Can newly discovered cannabis compounds be protected by patents?

Europe

A breakthrough discovery has recently hit the news: tetrahydrocannabiphorol (THCP) and cannabidiphorol (CBDP), two new cannabinoid compounds, have been discovered in Cannabis sativa and characterised for the first time. These novel cannabinoids are thought to be up to 30 times more potent than THC, a cannabinoid known for its psychoactive and pharmaceutical properties. Until now, THC was the only known psychoactive cannabinoid. These new compounds could, in theory, elicit much stronger effects, and pharmaceutical uses have been suggested. Given the media hype surrounding this discovery, the groups responsible for the identification and characterisation of these compounds may well want to protect their breakthrough using patents – how could they achieve this?

Patenting the compounds per se

One obvious approach is to patent the newly discovered compounds per se. However, "discoveries" are excluded from patentability worldwide – indeed, the European Patent Office explicitly advises that finding a previously unrecognised substance occurring in nature is a "mere discovery and therefore unpatentable".

Despite this, the compounds are potentially patentable in Europe if a technical effect is demonstrated. A technical effect may be a pharmaceutical use – the demonstrated psychotropic effect could arguably fulfil this criterion. The European Patent Office requires that any claims to naturally occurring compounds explicitly state that the compound is isolated from its natural environment or is produced by means of a technical process. If the groups responsible for this discovery could plausibly identify a technical effect, they could potentially obtain a patent to isolated THCP or CBDP in Europe.

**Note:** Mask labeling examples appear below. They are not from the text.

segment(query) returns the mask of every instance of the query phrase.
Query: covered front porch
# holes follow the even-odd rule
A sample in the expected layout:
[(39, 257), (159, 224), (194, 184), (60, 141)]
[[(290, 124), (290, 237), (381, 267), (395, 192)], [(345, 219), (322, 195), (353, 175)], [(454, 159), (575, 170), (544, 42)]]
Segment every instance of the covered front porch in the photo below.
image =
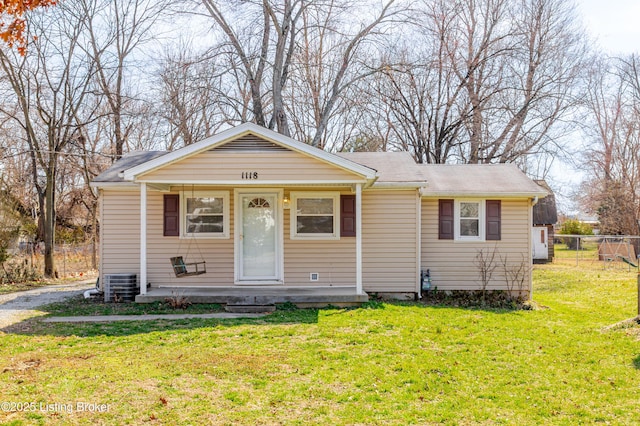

Alternatively, or additionally, a pharmaceutical composition comprising THCP or CBDP could also be patented. Again, it would be necessary to plausibly demonstrate a medical effect for this kind of claim to be allowable.

A patent protecting the compound per se would potentially prohibit any third part from commercially exploiting the compound in any way without the permission of the right holder. This would therefore be an extremely strong form of protection and is generally preferred whenever a new compound is identified.

Patenting use of the compounds

Medical use (in general) of these natural compounds could be patented in many territories worldwide. In Europe, the discoverers could conceivably obtain a patent to THCP or CBDP for use as a medicament if they could demonstrate a plausible medical use. Follow on patents for additional specific medical uses may also be available. Such "second medical use" patents would be limited to a specific disease indication, or indeed a specific patient population.

In the US, methods of treatment are patentable. In practice, method of treatment claims are often very similar to European medical use claims, but applicants should be aware of the regional differences and requirements, and how these differences may affect enforcement of rights.

Medical use patents contain "purpose-limited product" claims, and are sometimes difficult to enforce. This is particularly true when a generic version of a medicament is available, for example recent disputes concerning Lyrica (pregabalin) highlighted the difficulties right holders may encounter when seeking to enforce medical use claims in the UK.

Patenting a synthesis process

Finally, a process for synthesising new compounds could be patented if the process was sufficiently new and inventive over known synthesis routes. It appears that no groups had synthesised the newly discovered cannabinoids before their discovery, and thus a novel synthesis route could well be patentable.

A process patent would prevent third parties from using the same process but would not prevent competitors from finding their own alternative route. A process patent may also be enforced against any party importing or selling the direct product of the process, e.g. a THCP composition produced by a patented process (of course, such a patent could not be enforced against a THCP composition produced via any alternative process).

Conclusion

Patent protection may have been available for these new cannabinoids, though of course now that the discovery has been made public it is unlikely that a subsequent patent application would be novel or inventive over the group's published research. It is currently unknown whether the group has pursued patent protection, and this will most likely remain unknown for at least another 18 months by which time any patent applications concerning this subject matter will publish. New medical uses or synthesis routes may still be patentable, and these compounds will undoubtedly be investigated further.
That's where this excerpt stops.